Led by X Company, the Everyday Robot Project has been underway for years with the “moonshot goal” of creating a general-purpose learning robot. As modern-day robots are expensive and geared towards industrial means, X Company is hoping to create an affordable robot that can be taught to help anyone.

According to the company, constructing robots to function in unpredictable, constantly changing human environments is a complex feat. While people can combine several skills, such as understanding, acting and navigating to accomplish a goal, robots generally need a lot of coding to do the same.

“For robots to be useful in everyday environments we need to move away from painstakingly coding them to do specific and structured tasks in exactly the right way at exactly the right time,” wrote Alphabet X robotics project lead Hans Peter Brondmo in a Medium post. “We have concluded that you have to teach machines to perform helpful tasks; you cannot program them.”

In the early days of the initiative, back in 2015 and 2016, X Company collaborated with Google AI, ultimately showing that robots could learn how to carry out a task. By human demonstration, from shared experience and simulating robots in the cloud, the team investigated how to train robots to function in the real world.

Over the past few months, X Company has been running an experiment for the robots to perform a useful task: sorting trash in workplace environments. The robots set out to divide cups, bottles, snack wrappers and more items across landfill, recycling and compost bins.

“Everyone has put waste into the wrong bin at some point, whether as an ‘oops’ or because our mind was somewhere else,” Brondmo explained. “As a result, contaminated items that could have been composted or recycled have to be sent to landfill. In a typical office, no one sifts through items to check for contamination, so this felt like a valuable problem to put our robots to work on.”

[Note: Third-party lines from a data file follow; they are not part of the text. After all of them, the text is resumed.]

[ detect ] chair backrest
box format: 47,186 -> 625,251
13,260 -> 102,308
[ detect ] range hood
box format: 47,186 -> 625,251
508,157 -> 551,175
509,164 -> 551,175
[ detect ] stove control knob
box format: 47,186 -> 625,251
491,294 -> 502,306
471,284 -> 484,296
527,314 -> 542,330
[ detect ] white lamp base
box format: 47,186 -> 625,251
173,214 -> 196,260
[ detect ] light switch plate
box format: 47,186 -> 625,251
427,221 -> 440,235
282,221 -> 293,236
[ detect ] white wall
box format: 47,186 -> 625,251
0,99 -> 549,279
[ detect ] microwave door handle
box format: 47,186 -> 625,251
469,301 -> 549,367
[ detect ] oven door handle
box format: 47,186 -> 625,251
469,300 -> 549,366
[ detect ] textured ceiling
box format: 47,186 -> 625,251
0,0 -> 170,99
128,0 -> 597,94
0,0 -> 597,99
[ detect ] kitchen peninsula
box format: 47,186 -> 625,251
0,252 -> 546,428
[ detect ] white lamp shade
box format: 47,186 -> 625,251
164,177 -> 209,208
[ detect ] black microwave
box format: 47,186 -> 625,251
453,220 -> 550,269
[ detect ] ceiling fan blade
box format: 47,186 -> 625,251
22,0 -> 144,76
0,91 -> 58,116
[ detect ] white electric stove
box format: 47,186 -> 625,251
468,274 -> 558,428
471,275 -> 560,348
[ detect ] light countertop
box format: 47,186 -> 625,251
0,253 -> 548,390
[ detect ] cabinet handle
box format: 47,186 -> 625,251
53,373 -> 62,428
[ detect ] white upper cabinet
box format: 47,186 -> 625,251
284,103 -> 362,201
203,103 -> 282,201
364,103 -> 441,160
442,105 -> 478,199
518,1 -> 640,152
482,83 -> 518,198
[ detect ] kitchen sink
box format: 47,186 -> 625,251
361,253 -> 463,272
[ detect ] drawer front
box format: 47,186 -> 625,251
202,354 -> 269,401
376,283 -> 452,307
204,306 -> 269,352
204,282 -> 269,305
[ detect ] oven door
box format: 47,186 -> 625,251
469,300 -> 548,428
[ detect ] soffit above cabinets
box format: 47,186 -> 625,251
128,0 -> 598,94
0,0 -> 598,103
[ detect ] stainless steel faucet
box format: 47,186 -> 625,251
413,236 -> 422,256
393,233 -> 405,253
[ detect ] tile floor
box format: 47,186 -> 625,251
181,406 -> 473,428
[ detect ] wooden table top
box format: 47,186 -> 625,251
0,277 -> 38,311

Several machine learning techniques were used to teach the robots, such as simulation, reinforcement learning, and collaborative learning. Every night, thousands of virtual robots practice sorting in a virtual environment in a cloud simulator. Later, real robots were trained to fine-tune their sorting skills. The real-world training and the simulated training data are then integrated and shared with the rest of the robots, teaching them all in the process.

The X Company robots are now capable of sorting trash with a waste contamination level of under five percent—a fraction of the 20 percent shown by humans. Brondmo explained that these results are promising for two main reasons. One, the team was able to create a system that uses a robot’s abilities to do something useful. Two, the robots demonstrate that it’s possible to learn real-world tasks by just practicing—no extensive coding required.

“It will be years before the helpful robots we imagine are here, but we’re looking forward to sharing more robot adventures along the way.”